By Gene Fowler
Texans invented the maverick. The term probably entered the American lexicon on the state’s coastal plain in the mid-19th Century, when Samuel A. Maverick allowed his cattle to roam free and unbranded. Because of this, all unmarked strays found in the area were generally described as “one of Maverick’s.” The name stuck. In time, explains David Dary in The New Handbook of Texas, “the term maverick came to refer to any creature, human or otherwise, that goes its own way rather than acting as part of a group or herd.” The word’s application may have expanded beyond its original Old West context, but it’s still the best definition I’ve seen of the Texas character, both historical and contemporary.

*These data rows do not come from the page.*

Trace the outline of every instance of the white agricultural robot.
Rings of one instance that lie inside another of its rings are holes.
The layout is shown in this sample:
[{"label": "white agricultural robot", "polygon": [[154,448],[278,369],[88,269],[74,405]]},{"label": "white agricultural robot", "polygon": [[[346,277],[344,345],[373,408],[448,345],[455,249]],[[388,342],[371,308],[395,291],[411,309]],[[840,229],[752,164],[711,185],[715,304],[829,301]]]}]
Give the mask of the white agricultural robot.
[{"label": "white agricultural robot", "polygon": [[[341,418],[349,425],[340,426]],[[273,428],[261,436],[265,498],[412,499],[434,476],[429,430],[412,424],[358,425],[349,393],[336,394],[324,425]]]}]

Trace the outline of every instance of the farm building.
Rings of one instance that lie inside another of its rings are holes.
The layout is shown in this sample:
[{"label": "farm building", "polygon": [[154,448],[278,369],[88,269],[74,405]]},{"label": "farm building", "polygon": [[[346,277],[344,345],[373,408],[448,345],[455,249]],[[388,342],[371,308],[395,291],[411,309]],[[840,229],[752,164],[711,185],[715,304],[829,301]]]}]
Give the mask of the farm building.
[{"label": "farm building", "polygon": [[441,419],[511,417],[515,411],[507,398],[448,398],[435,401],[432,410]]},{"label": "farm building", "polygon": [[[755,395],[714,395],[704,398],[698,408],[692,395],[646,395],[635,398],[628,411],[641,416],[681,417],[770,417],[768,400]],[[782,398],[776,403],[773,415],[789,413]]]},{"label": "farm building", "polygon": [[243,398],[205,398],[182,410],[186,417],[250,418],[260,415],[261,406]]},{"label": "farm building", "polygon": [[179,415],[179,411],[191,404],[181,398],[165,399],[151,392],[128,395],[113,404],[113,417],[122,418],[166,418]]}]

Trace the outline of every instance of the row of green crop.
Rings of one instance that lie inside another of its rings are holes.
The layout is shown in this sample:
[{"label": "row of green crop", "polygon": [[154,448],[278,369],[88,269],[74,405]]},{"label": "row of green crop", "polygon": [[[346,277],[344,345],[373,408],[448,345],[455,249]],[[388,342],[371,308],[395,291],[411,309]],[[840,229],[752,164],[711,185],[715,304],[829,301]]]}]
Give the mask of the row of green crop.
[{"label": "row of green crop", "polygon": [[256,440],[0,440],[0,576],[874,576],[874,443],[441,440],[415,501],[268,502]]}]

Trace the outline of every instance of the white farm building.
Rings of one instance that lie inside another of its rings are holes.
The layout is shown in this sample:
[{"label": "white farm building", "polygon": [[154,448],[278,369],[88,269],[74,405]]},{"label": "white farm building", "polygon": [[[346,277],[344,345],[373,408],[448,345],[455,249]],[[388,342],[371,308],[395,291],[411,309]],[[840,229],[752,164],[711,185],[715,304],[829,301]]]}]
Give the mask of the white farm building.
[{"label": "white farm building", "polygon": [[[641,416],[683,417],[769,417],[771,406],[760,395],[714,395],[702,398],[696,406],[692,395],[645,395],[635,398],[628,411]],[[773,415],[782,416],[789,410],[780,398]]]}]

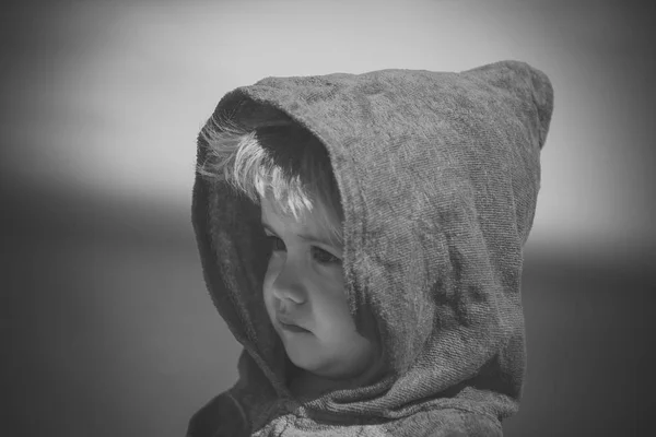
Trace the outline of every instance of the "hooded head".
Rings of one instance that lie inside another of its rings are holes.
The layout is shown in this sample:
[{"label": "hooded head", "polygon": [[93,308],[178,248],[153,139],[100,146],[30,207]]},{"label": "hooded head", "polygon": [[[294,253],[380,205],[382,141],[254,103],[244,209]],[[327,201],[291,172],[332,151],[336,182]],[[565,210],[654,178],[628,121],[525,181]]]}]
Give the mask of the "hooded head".
[{"label": "hooded head", "polygon": [[[517,410],[522,248],[552,108],[548,78],[517,61],[267,78],[221,99],[192,218],[254,426],[271,405],[359,423]],[[216,152],[231,141],[253,150]],[[308,375],[339,383],[300,402]]]},{"label": "hooded head", "polygon": [[212,158],[199,167],[260,208],[268,251],[262,298],[291,362],[290,389],[317,395],[379,376],[373,318],[359,332],[342,269],[343,211],[326,147],[297,125],[203,130]]}]

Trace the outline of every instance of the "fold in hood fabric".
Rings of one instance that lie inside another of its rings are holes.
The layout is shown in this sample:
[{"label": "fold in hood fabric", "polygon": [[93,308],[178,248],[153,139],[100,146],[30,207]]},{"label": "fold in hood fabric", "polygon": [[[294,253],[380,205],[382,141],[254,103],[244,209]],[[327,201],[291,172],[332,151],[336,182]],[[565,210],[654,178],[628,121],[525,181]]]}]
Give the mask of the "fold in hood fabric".
[{"label": "fold in hood fabric", "polygon": [[[349,308],[359,328],[365,308],[374,315],[389,371],[313,400],[291,394],[262,299],[259,205],[197,173],[204,280],[244,349],[238,381],[189,435],[502,435],[526,369],[523,246],[552,109],[547,75],[519,61],[267,78],[227,93],[206,128],[297,123],[327,149]],[[197,160],[207,158],[201,134]]]}]

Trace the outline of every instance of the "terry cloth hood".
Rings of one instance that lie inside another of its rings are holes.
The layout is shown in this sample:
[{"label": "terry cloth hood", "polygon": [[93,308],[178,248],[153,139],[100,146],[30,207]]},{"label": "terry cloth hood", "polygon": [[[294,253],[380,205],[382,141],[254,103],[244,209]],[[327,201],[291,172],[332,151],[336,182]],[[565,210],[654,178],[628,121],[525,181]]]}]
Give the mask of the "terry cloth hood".
[{"label": "terry cloth hood", "polygon": [[[196,414],[189,435],[501,435],[526,368],[523,246],[552,108],[549,79],[518,61],[266,78],[227,93],[208,123],[297,123],[326,146],[351,315],[360,328],[371,309],[390,373],[308,402],[292,397],[262,298],[259,206],[197,173],[204,280],[244,350],[238,381]],[[203,135],[197,152],[200,165]]]}]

There’s a little bit of maverick in every Texan. Some, like the folks gathered on these pages, savored the state’s quirky “sense of place” with such gusto that they in-habited that cultural niche of the American psyche known as the “eccentric Texan.” Many of the more inscrutable mavericks strike me as folk artists whose delightfully unusual endeavors can be seen as a form of performance art. They viewed life in the Lone Star State as a vast stage for reinvention of the self, where any notion, no matter how fanciful, could become reality. As Commodore Basil Muse Hatfield put it, “It’s all right to lie about Texas, because it’ll be the truth tomorrow.”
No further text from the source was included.